The goal was to increase loan volume and to achieve a minimum loan-to-share ratio of 65%, the average for its peer group. Initial efforts brought Cooperative Center Federal’s loan-to-share ratio to nearly 54%.
To further its efforts, the credit union entered the indirect auto loan market with the help of Credit Union Direct Lending (CUDL). It took some time, however, to make inroads with auto dealers, according to Debbie Crowson, marketing manager.
“It took a year to get familiar with car dealerships before they knew we were making car loans,” she says. “We worked with CUDL and we hired a rep who met with the dealers.”
The credit union used a “strict underwriting process” to ensure the quality of these loans, Crowson says, and it introduced a series of new products for members.
The “Stimulus Bailout” was a debt consolidation loan of up to $25,000 for members with high-rate credit cards or payday loans. The member had to be willing to receive credit counseling and agree to not take on additional debt until the consolidation loan was paid off.
Members also agreed to allow the credit union to pull their credit reports every six months to monitor their progress.
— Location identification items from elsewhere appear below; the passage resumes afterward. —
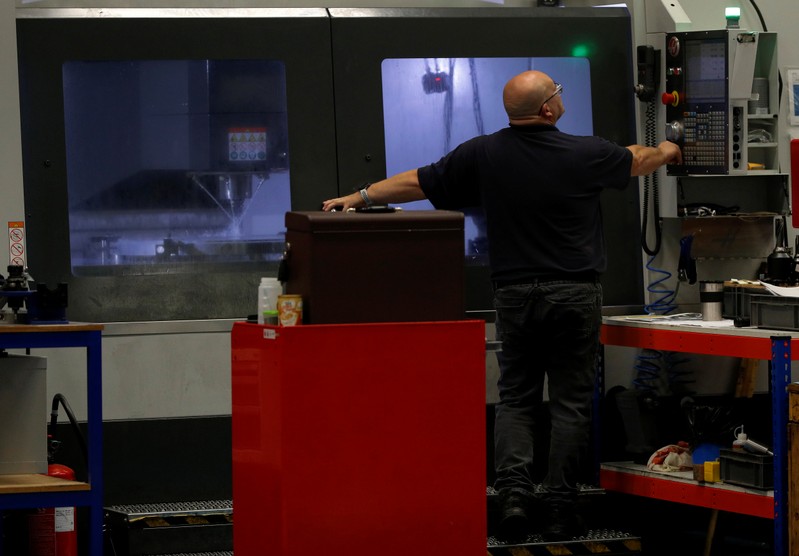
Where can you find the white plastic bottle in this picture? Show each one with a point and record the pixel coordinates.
(268, 291)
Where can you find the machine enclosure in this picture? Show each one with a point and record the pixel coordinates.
(23, 412)
(401, 266)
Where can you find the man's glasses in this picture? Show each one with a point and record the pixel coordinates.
(558, 91)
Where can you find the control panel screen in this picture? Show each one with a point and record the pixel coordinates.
(706, 75)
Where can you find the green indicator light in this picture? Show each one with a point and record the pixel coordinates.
(581, 50)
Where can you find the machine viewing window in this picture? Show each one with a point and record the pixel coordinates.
(430, 105)
(173, 164)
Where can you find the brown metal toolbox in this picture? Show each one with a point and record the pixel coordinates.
(401, 266)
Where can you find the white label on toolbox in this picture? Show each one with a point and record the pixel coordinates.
(64, 519)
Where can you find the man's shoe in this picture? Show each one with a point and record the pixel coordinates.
(514, 524)
(564, 524)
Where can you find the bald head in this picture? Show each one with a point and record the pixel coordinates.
(524, 96)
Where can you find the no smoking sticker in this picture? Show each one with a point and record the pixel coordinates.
(16, 243)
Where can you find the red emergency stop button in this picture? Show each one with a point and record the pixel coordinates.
(672, 98)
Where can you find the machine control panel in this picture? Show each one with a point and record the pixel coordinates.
(697, 104)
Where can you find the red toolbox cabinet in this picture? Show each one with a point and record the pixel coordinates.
(359, 439)
(404, 266)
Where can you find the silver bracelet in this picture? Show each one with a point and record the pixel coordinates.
(365, 197)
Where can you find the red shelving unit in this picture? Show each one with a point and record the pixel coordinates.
(779, 348)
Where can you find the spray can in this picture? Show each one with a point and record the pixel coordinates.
(268, 292)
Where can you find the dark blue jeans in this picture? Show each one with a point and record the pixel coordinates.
(547, 329)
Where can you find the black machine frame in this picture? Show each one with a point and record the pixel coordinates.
(336, 137)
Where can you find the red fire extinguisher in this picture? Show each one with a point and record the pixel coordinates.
(53, 531)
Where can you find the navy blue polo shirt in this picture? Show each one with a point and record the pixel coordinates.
(540, 191)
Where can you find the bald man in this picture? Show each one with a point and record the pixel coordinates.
(540, 191)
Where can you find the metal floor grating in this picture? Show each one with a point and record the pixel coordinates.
(173, 509)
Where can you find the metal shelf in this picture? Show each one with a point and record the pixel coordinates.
(32, 491)
(778, 347)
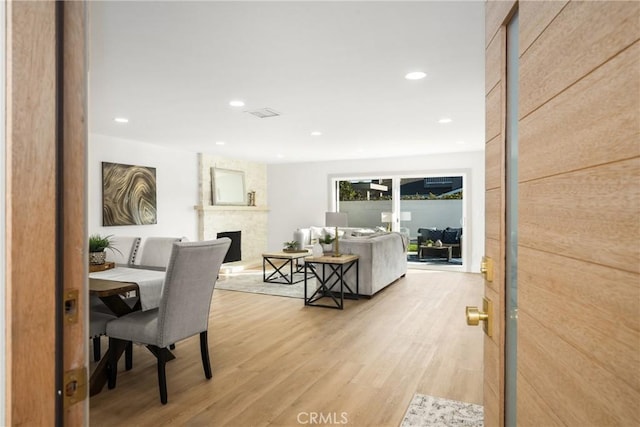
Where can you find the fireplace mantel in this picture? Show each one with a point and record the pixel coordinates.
(220, 208)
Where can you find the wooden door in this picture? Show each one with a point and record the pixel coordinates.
(45, 211)
(578, 358)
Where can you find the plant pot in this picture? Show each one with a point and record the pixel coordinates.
(97, 258)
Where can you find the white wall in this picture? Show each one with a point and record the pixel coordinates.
(176, 181)
(3, 112)
(299, 194)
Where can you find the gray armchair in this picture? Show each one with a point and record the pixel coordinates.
(183, 312)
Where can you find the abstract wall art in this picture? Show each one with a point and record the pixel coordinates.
(128, 194)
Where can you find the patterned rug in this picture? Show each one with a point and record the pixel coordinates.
(438, 412)
(252, 282)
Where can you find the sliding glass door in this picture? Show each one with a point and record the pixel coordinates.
(428, 209)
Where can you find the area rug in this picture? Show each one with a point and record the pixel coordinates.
(438, 412)
(252, 282)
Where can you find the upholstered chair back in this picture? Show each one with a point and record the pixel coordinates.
(125, 249)
(186, 297)
(157, 250)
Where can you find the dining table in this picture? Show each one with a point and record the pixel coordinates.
(112, 286)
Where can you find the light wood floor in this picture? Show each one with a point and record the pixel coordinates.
(275, 360)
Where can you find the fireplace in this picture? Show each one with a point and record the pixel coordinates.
(234, 253)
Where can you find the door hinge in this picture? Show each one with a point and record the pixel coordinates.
(74, 386)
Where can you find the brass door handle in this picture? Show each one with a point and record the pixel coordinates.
(475, 316)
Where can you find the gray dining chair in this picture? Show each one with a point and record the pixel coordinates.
(183, 311)
(157, 250)
(125, 249)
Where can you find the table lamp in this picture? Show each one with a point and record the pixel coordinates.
(336, 219)
(388, 218)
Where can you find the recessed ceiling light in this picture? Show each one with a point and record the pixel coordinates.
(415, 75)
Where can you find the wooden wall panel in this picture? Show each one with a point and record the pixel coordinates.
(577, 393)
(584, 36)
(590, 214)
(493, 155)
(595, 317)
(536, 16)
(74, 176)
(31, 228)
(601, 107)
(494, 111)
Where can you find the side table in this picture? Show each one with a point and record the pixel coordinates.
(330, 271)
(280, 274)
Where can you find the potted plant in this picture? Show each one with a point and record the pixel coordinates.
(291, 246)
(97, 246)
(326, 242)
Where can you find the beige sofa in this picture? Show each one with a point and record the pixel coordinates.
(383, 259)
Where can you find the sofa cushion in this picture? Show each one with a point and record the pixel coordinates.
(435, 234)
(450, 237)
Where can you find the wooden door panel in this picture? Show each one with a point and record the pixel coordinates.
(496, 13)
(31, 213)
(567, 304)
(575, 43)
(494, 64)
(536, 413)
(575, 390)
(595, 121)
(590, 214)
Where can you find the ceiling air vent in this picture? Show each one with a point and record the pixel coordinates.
(263, 113)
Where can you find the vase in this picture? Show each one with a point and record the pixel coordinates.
(97, 258)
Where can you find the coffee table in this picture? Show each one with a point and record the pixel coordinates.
(280, 275)
(436, 251)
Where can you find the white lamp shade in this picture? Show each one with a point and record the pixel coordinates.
(335, 219)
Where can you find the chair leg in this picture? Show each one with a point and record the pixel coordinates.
(112, 364)
(204, 352)
(96, 349)
(128, 356)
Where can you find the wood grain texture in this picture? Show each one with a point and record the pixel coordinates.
(595, 121)
(571, 214)
(583, 37)
(74, 172)
(535, 16)
(30, 229)
(493, 214)
(493, 154)
(577, 390)
(494, 61)
(273, 358)
(496, 14)
(535, 413)
(597, 317)
(494, 113)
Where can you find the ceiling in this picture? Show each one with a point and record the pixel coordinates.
(335, 67)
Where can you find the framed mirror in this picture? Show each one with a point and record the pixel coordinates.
(227, 187)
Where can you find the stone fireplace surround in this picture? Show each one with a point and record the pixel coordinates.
(250, 220)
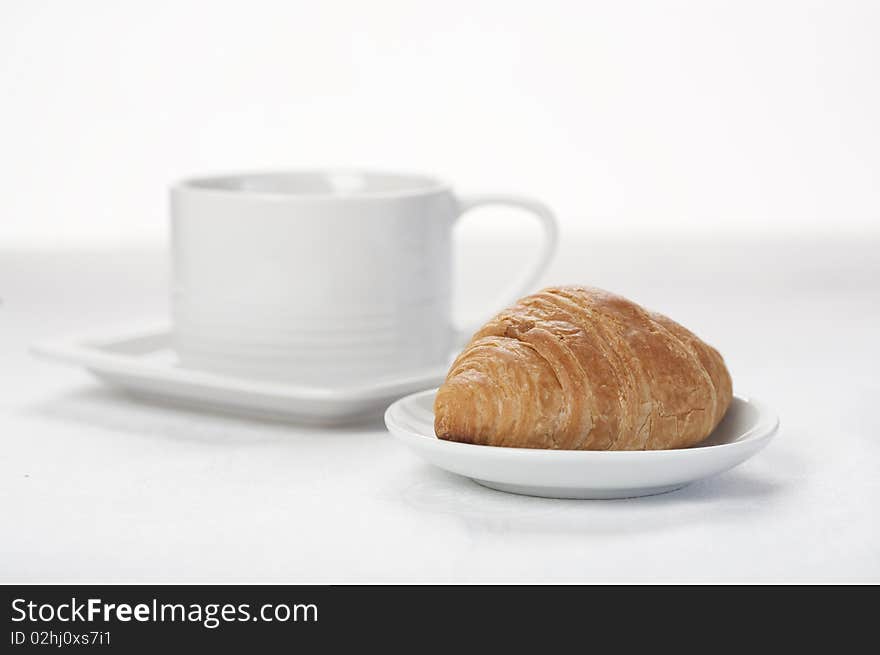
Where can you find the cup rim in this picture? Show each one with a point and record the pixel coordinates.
(223, 184)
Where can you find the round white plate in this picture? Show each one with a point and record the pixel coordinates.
(746, 428)
(142, 362)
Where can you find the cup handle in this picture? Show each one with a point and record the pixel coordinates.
(527, 278)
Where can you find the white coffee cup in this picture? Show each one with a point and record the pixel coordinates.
(322, 278)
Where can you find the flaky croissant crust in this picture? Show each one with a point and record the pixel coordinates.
(579, 368)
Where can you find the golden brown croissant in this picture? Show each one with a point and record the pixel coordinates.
(579, 368)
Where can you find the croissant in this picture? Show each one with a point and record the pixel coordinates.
(578, 368)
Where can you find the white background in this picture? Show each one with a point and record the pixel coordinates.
(661, 116)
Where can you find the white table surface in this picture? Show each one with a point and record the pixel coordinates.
(95, 487)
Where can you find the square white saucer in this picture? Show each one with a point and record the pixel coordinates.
(142, 363)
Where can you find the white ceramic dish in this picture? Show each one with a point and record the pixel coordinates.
(143, 364)
(746, 428)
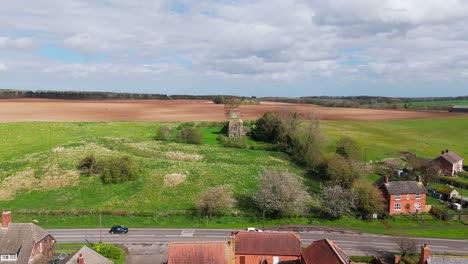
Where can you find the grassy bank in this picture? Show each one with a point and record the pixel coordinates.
(398, 225)
(38, 170)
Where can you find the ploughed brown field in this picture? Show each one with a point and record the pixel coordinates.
(22, 110)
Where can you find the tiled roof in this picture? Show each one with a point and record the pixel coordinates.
(324, 252)
(199, 252)
(19, 235)
(404, 187)
(451, 157)
(267, 243)
(89, 255)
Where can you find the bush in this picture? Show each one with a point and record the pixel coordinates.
(267, 128)
(441, 213)
(110, 251)
(163, 132)
(117, 170)
(88, 165)
(191, 135)
(453, 181)
(233, 143)
(221, 138)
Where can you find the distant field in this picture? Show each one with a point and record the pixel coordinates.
(455, 102)
(386, 138)
(38, 164)
(423, 103)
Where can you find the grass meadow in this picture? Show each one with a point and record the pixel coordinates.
(38, 172)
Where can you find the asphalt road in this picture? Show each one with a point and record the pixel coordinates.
(350, 242)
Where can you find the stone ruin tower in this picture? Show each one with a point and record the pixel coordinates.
(236, 128)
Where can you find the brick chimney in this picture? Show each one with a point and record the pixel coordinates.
(232, 245)
(81, 259)
(425, 254)
(6, 219)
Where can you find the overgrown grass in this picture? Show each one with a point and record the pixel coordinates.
(38, 161)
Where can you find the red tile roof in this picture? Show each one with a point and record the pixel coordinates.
(267, 243)
(324, 252)
(195, 252)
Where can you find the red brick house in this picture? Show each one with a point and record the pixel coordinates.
(450, 163)
(24, 243)
(324, 252)
(266, 247)
(200, 252)
(404, 197)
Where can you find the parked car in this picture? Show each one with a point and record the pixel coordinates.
(118, 229)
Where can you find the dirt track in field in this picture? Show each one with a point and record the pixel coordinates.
(23, 110)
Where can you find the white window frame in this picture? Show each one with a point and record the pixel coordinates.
(417, 206)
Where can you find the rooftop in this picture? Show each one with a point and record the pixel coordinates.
(404, 187)
(268, 243)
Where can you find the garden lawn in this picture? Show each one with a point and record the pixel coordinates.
(384, 139)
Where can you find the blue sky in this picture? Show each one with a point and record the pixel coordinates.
(252, 48)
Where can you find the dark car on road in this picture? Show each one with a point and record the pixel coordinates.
(118, 229)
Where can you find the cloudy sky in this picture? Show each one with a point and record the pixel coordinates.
(252, 48)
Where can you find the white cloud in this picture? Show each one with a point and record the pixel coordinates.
(3, 67)
(15, 43)
(265, 40)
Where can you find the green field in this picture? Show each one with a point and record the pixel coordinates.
(38, 171)
(419, 104)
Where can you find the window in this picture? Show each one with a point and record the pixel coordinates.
(417, 206)
(275, 260)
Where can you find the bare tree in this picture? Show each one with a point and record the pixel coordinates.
(279, 191)
(215, 199)
(344, 172)
(337, 201)
(406, 245)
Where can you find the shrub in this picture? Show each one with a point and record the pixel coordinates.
(88, 165)
(441, 213)
(117, 170)
(191, 135)
(233, 143)
(267, 128)
(110, 251)
(221, 138)
(163, 132)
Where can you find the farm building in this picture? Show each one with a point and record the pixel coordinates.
(459, 108)
(450, 163)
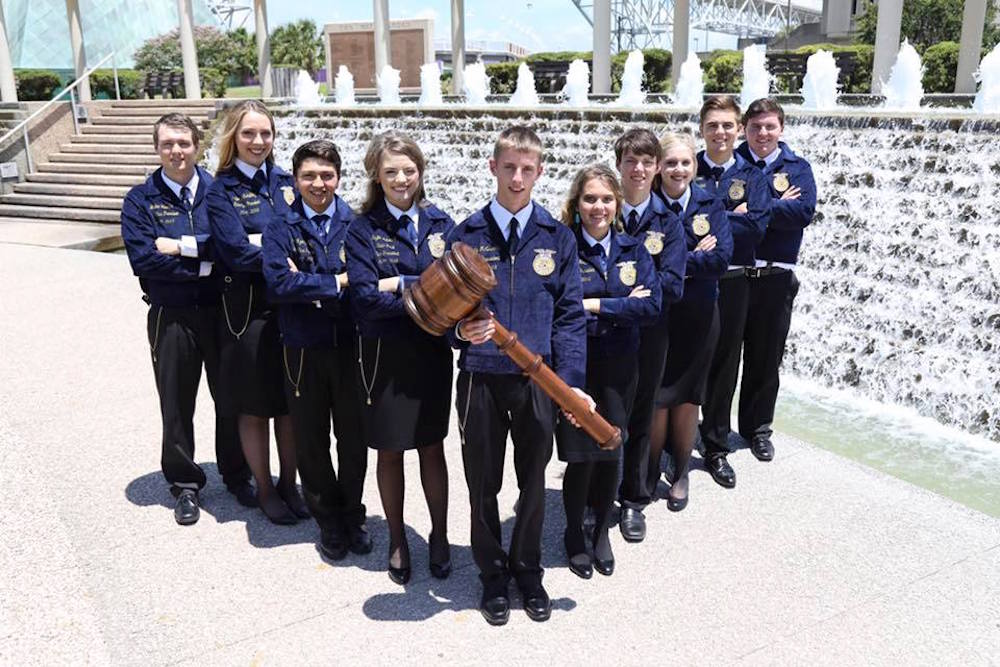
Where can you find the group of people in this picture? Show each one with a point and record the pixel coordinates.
(641, 295)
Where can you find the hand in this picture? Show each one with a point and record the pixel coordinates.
(792, 193)
(167, 246)
(478, 330)
(590, 405)
(388, 284)
(706, 244)
(639, 292)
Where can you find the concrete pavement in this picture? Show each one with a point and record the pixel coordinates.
(811, 559)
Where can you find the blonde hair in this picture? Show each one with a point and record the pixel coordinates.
(570, 211)
(227, 138)
(518, 138)
(400, 144)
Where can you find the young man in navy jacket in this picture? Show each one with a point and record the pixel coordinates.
(743, 191)
(773, 284)
(538, 296)
(304, 267)
(166, 234)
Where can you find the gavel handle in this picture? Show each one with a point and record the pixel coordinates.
(598, 428)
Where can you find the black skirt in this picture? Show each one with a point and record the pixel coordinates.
(252, 376)
(611, 382)
(405, 385)
(694, 331)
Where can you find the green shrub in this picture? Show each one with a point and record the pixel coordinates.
(940, 67)
(129, 83)
(36, 84)
(723, 72)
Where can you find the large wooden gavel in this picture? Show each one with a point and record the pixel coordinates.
(451, 290)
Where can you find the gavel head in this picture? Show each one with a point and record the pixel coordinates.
(449, 290)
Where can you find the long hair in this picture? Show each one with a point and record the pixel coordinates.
(227, 138)
(570, 211)
(400, 144)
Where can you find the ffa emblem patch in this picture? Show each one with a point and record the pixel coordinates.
(544, 263)
(737, 189)
(626, 273)
(435, 242)
(781, 181)
(700, 225)
(654, 243)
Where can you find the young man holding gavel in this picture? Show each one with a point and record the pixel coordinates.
(538, 296)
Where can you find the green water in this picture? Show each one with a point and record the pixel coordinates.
(897, 441)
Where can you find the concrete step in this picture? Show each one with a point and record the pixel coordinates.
(116, 139)
(83, 179)
(56, 201)
(148, 160)
(160, 104)
(74, 168)
(50, 213)
(155, 112)
(146, 130)
(145, 148)
(72, 189)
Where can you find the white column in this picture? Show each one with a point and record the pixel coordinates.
(263, 48)
(76, 44)
(890, 15)
(457, 46)
(973, 20)
(189, 55)
(8, 87)
(682, 19)
(601, 76)
(381, 21)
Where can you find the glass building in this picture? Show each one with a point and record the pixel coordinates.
(38, 30)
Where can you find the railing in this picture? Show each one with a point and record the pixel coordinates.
(71, 89)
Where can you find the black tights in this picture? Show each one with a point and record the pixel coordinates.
(391, 488)
(591, 483)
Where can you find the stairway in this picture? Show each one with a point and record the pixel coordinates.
(87, 179)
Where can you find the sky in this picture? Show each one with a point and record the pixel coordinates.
(538, 25)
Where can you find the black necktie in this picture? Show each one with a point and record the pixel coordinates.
(186, 198)
(322, 222)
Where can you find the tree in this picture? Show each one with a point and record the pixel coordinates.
(928, 22)
(297, 45)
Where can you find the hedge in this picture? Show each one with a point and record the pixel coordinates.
(36, 84)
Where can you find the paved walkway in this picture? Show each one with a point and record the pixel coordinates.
(811, 559)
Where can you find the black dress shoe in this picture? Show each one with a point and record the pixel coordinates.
(633, 525)
(333, 543)
(495, 605)
(537, 604)
(186, 509)
(721, 471)
(358, 539)
(762, 448)
(245, 494)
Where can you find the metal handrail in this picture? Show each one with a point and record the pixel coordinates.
(71, 89)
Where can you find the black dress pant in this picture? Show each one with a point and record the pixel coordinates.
(490, 406)
(734, 300)
(769, 318)
(654, 341)
(182, 340)
(319, 384)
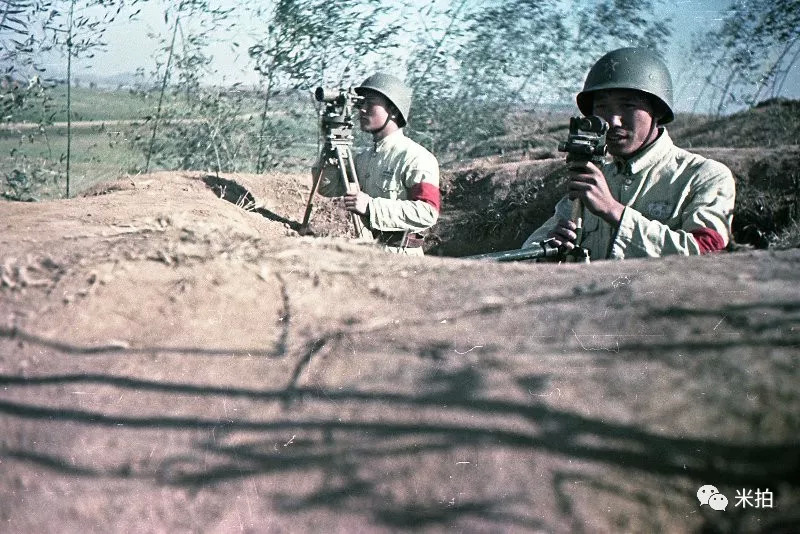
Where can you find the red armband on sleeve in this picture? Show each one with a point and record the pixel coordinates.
(708, 240)
(427, 193)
The credit union funded 127 of these loans for about $887,000.
The “Refund Express” is an anticipated tax refund loan with no fees. The credit union offers free tax preparation during the tax season for low-income members, and the small dollar loan keeps members from waiting for their tax refunds.
The credit union is in its third year of offering private student loans for those attending the University of California-Berkeley. This balance of this portfolio currently is $1.8 million.
Cooperative Center Federal introduced member business loans due to a lack of other business financing options in the market. The credit union received a Small Business Administration loan certification and identified a state guarantee program that guarantees up to 80% of these loans.
After bank transfer day, Cooperative Center Federal ran a loan promotion with the tagline, “You’ve moved your money, now move your loans.”
“Members who pulled their savings out of big banks and brought them to the credit union need to understand that bringing us their loans would help even more,” Crowson says.
The credit union has been effective with its Web marketing. It’s essential to make things easy, Crowson advises.
“People have busy lives, so make it easy for them,” she says. “The product you are trying to sell has to be immediately available on the website. Offer loan products that have ease of application and make sure you can apply for the loan online.”